2007-10-31 Thread Dave Korn
On 31 October 2007 00:11, zirtik wrote:

>   int i;
>   fp = fopen ("phi.txt","r");
> 
>   for( i = 0; i < 51; i++ ) {
>   fscanf(fp, "%d\n", &original_phi[i]);
>   }

> 655 [main] Genetics 3012 _cygtls::handle_exceptions: Exception:
> STATUS_ACCESS_VIOLATION
> 2540 [main] Genetics 3012 open_stackdumpfile: Dumping stack trace to
> Genetics.exe.stackdump

> if (fp==NULL)
> {
>printf("error, NULL pointer!\n");
>return(1);
> }
> 
> and it is always NULL. 

  You should also print out the value of 'errno' here, it's the global
variable that holds the code for the last error from C library functions.

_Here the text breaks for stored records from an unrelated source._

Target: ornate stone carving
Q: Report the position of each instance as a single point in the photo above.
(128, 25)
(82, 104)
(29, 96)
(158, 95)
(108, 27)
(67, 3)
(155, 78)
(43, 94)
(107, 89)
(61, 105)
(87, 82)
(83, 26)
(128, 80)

> I put the "phi.txt" in the same directory as the
> executable so it is in:
> 
> \ProjectFolder\Debug
> 
> folder as well as in
> 
> \ProjectFolder\src
> 
> folder. I still keep getting the same error.

  It would tell us a lot if we knew whether errno was equal to ENOENT or
EACCES.

> I added the current directory
> "." to the PATH but it didn't help. 

  Nope, it wouldn't make a difference.  PATH is only used by the shell when
searching for commands; it isn't used when you're calling fopen.  For fopen,
you must provide the exact path to the file, or the file must be in the cwd
(current directory) when your program is running.

> This code used to run on another PC with
> Eclipse and cygwin again but this is the first time I am having problems
> with it on a different machine. Any help would be greatly appreciated.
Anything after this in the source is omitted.